Nato nel 2019, è uno dei collettivi dediti a questo tipo di cybercrime più attivi nel 2022. Basti pensare che, secondo uno studio pubblicato recentemente da Swascan – parte del polo cyber di Tinexta Group – il 30.2% di tutti gli attacchi ransomware del secondo trimestre del 2022 sono da attribuirsi a questo gruppo.

”Lockbit si è sicuramente affermato come uno dei principali threat actors nel panorama delle minacce cyber del 2022. La sua natura decentralizzata e altamente efficiente gli ha permesso di affermarsi rapidamente, superando anche altri nomi noti  in questo campo come la gang filo-Cremlino Conti”, spiega il Ceo di Swascan Pierguido Iezzi.

“Lockbit, come altri grandi gruppi di questo genere operano in maniera simile alle aziende, tanto è vero che questo cartello del cybercrime si è persino dotato di un programma di bug-hunting. Profitti e brand reputation sono al centro per questi criminali informatici, tanto che all’inizio della guerra in Ucraina hanno voluto sostenere la loro apoliticità con un comunicato stampa che ripudiava qualsiasi tipo di impegno militante nel conflitto”.

“Attaccano le infrastrutture, sono attacchi temibili”

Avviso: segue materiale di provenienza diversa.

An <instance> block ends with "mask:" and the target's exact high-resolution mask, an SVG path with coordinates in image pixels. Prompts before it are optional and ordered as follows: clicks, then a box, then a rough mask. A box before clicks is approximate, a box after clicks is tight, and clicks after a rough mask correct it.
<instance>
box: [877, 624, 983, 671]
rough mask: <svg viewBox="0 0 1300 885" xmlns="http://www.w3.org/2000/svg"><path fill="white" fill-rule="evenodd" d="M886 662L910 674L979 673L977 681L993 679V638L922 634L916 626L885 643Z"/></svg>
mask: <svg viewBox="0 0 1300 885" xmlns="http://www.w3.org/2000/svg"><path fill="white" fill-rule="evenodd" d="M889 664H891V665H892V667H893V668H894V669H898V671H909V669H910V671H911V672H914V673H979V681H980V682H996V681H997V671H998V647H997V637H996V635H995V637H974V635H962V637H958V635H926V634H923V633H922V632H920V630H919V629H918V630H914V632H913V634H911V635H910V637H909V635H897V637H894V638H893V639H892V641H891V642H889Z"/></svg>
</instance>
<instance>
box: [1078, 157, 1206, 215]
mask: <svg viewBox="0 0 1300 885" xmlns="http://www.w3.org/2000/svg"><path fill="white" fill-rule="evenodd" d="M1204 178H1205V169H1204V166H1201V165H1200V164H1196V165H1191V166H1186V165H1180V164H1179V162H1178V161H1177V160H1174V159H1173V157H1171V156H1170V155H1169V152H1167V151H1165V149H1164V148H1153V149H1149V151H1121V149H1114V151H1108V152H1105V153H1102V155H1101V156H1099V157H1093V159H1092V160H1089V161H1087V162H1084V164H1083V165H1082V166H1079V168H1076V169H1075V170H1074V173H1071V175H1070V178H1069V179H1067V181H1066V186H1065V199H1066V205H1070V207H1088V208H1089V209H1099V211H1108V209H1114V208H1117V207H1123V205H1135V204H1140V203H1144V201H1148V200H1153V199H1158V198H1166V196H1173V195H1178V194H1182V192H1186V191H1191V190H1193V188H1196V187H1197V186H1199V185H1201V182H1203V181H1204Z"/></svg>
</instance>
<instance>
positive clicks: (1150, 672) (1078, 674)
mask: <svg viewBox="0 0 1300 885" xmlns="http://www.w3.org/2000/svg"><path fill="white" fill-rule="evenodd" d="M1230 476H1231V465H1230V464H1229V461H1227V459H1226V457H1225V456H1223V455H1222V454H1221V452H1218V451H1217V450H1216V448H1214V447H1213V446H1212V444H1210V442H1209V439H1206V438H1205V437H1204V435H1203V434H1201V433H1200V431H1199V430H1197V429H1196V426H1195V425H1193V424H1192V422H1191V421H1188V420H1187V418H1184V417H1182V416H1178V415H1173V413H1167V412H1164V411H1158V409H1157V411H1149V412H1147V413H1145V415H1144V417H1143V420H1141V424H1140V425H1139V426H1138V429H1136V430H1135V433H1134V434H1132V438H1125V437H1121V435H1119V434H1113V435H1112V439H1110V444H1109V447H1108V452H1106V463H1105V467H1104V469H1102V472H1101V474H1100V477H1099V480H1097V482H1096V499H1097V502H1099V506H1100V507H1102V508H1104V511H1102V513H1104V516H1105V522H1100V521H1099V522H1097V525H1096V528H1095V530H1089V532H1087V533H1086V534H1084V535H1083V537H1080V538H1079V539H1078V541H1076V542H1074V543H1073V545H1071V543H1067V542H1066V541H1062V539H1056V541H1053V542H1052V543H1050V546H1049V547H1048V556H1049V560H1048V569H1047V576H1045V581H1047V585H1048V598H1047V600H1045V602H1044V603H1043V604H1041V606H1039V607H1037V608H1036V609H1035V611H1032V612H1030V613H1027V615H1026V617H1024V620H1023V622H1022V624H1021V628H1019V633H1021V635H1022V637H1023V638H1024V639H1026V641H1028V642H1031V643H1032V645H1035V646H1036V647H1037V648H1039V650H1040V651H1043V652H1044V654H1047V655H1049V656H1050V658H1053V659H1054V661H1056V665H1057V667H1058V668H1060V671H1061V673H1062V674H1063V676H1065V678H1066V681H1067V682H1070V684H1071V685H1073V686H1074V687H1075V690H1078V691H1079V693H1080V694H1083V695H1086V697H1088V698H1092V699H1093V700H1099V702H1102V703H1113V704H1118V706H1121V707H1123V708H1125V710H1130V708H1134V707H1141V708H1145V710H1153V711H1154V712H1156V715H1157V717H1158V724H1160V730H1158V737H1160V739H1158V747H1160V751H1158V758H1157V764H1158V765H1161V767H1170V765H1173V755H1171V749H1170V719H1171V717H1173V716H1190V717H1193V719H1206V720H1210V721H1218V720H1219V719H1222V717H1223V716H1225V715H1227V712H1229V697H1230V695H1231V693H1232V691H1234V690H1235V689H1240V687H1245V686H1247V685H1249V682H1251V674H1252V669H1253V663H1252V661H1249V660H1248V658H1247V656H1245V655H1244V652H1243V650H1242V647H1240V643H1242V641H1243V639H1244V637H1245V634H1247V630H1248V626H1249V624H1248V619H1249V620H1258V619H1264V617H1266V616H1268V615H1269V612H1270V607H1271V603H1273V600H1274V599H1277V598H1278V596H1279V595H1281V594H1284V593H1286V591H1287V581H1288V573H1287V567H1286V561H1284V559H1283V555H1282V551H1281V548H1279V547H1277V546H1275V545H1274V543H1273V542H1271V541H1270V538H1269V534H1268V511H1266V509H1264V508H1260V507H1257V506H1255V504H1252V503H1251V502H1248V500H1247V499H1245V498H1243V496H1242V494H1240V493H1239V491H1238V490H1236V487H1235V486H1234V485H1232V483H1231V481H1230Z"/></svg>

“Questi sono gli attacchi più temibili. Altro che ingerenze politiche e fake news – spiega all’Adnkronos Ranieri Razzante, consigliere per la Cybersecurity del Sottosegretario alla Difesa – Il collettivo di hacker che ha condotto l’attacco, sul quale peraltro abbiamo ancora informazioni vaghe, è tristemente noto per ripetute penetrazioni in infrastrutture critiche di tutti gli Stati evoluti. E questo non può che preoccuparci. Le nostre pubbliche amministrazioni sono ancora molto indietro in termini di protezioni attive ed abbiamo il grosso problema – con il quale il nuovo governo dovrà necessariamente fare i conti – della difesa e del contrattacco da parte delle nostre forze dedicate e dell’intelligence contro questi che sono veri e propri atti di terrorismo”.

“La legislazione antiterrorismo e sui reati informatici ce l’abbiamo ed è in via di perfezionamento quella in merito alla Difesa. Non possiamo permetterci ulteriori disattenzioni e soprattutto l’Agenzia delle Entrate aveva già dei malfunzionamenti che avrebbero dovuto essere attenzionati per tempo. Le statistiche ci dicono che gli attacchi vengono per lo più consentiti da protezioni insufficienti o da errori di chi utilizza i computer e le reti. Non possiamo affidarci solo all’investigazione post attacco: bisogna incrementare la protezione e la formazione, confidando nell’azione dell’autorità nazionale sulla Cybersecurity , quando lavorerà a pieno regime”.